L’adoption du principe ALARA (As Low As Reasonnably Achievable) ou principe d’optimalisation de la radioprotection dont l’objectif est « de maintenir le niveau de

doses individuelles aussi bas que raisonnablement possible, compte tenu des facteurs économiques et sociaux » : ce principe se traduit par le fait que l’emploi des techniques nucléaires doit être justifié par des avantages évidents pour les travailleurs et la population dans son ensemble.

209.- Les doses reçues par les travailleurs doivent être aussi réduites que possible, mais il convient de s’arrêter dans les démarches visant à réduire les doses, lorsque toute réduction supplémentaire ne se justifie plus, par rapport à l’augmentation du coût nécessaire pour la réaliser.

Le principe prend en compte l’utilisation des rayonnements ionisants soit liée à des coûts sociaux équivalents pour la population ou les travailleurs.

Les matériels, les procédés ou l’organisation du travail au sein d’une Installation Nucléaire de Base (INB) doivent être conçus de telle sorte que les expositions professionnelles individuelles et collectives soient maintenues aussi bas que raisonnablement possible avec une optimisation de la radioprotection à la recherche de la mise en œuvre des actions de protection les meilleures au regard du critère coûts/efficacité.

210.- Il s’agit en fait de gérer les risques d’expositions et donc de prévoir les expositions, les identifier et quantifier les actions de protection possibles et retenir celles qui sont compatibles avec les ressources disponibles et l’équité et d’optimisation.

Le principe ALARA suit donc un principe de justification des pratiques par comparaison des avantages/inconvénients qui doit faire apparaître un bénéfice d’action ainsi sur le principe de la limitation des doses par la CIPR 60 pour le public est de 1 mSv/an et les travailleurs 100 mSv sur 5 ans avec un maximum de 50 mSv sur une année. La Publication n°60 précise en fait les objectifs suivants : procurer à l’homme un niveau de protection approprié, sans limiter indûment les activités bénéfiques à l’origine des expositions.

211.- Et selon l’IRSN, le choix de 1 mSv recommandé par la CIPR serait aujourd’hui remise en cause.

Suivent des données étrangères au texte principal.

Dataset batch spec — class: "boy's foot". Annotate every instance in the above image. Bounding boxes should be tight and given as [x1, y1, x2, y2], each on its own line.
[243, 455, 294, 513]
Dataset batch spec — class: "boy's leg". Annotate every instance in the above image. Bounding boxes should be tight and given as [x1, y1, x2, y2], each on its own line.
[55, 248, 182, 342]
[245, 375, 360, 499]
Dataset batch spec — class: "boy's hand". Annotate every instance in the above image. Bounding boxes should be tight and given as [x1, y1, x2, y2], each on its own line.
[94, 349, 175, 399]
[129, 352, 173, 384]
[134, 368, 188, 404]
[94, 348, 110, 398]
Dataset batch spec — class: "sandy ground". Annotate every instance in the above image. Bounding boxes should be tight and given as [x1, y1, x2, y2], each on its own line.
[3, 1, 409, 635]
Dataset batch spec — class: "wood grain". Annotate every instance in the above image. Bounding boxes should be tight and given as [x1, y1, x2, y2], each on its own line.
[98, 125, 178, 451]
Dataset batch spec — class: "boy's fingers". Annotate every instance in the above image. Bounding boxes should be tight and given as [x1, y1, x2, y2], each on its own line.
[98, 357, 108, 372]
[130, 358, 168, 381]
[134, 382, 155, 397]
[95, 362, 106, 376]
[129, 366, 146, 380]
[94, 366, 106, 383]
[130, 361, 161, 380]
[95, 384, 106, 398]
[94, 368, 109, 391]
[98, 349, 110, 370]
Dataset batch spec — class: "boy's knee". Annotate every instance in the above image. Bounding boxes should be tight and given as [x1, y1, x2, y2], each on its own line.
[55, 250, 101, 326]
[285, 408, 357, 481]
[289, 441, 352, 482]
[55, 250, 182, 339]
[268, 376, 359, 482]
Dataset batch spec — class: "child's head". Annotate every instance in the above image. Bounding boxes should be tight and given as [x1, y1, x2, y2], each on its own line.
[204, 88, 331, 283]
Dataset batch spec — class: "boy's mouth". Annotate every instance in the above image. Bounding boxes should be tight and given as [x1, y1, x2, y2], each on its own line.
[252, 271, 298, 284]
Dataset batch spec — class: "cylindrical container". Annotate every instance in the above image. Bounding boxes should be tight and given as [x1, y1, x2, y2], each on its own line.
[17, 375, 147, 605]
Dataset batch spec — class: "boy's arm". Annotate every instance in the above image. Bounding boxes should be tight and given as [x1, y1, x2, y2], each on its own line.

Or, le gouvernement japonais a pourtant décidé d’établir à 20 mSv, le niveau de radioactivité pouvant permettre aux habitants de regarder leur logis à Fukushima.

Existe-t-il un véritable risque pour la santé de ces habitants ?

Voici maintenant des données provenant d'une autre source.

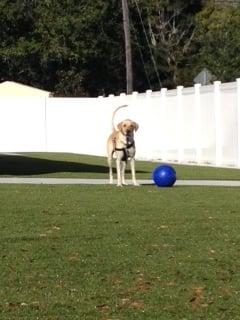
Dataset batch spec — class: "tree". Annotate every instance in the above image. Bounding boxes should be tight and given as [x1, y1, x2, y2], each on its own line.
[0, 0, 207, 96]
[194, 4, 240, 82]
[0, 0, 39, 85]
[0, 0, 126, 96]
[129, 0, 203, 90]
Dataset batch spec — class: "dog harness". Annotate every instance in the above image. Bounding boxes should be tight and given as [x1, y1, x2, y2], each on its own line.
[114, 142, 135, 162]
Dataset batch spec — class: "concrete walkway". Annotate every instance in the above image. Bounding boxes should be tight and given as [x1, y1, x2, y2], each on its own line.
[0, 177, 240, 187]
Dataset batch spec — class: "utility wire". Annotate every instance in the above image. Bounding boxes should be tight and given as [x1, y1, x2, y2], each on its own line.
[132, 0, 162, 88]
[131, 22, 153, 90]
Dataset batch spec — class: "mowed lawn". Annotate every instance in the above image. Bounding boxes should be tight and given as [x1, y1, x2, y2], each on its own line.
[1, 152, 240, 180]
[1, 153, 240, 319]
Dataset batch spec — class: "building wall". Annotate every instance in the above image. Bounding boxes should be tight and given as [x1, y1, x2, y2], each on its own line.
[0, 81, 51, 97]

L’IRSN indique que la CIPR établit implicitement une échelle de risque pour la gamme de dose dues aux pratiques courantes, en qualifiant les expositions d’inacceptables (au-dessus de la limite), de tolérables (au-dessous de la limite mais au-dessus de la contrainte), d’acceptable (au-dessous de la contrainte) et de négligeable (au-dessous d’une certaine valeur qui n’est pas précisée !). L’IRSN indique aussi que l’inconvénient de ce système, c’est qu’il ne permet pas d’appréhender une application claire et précise, et ce bien que les professionnelles le prenne pour être la référence. La radioprotection nécessiterait dès lors une meilleure définition scientifique et technique.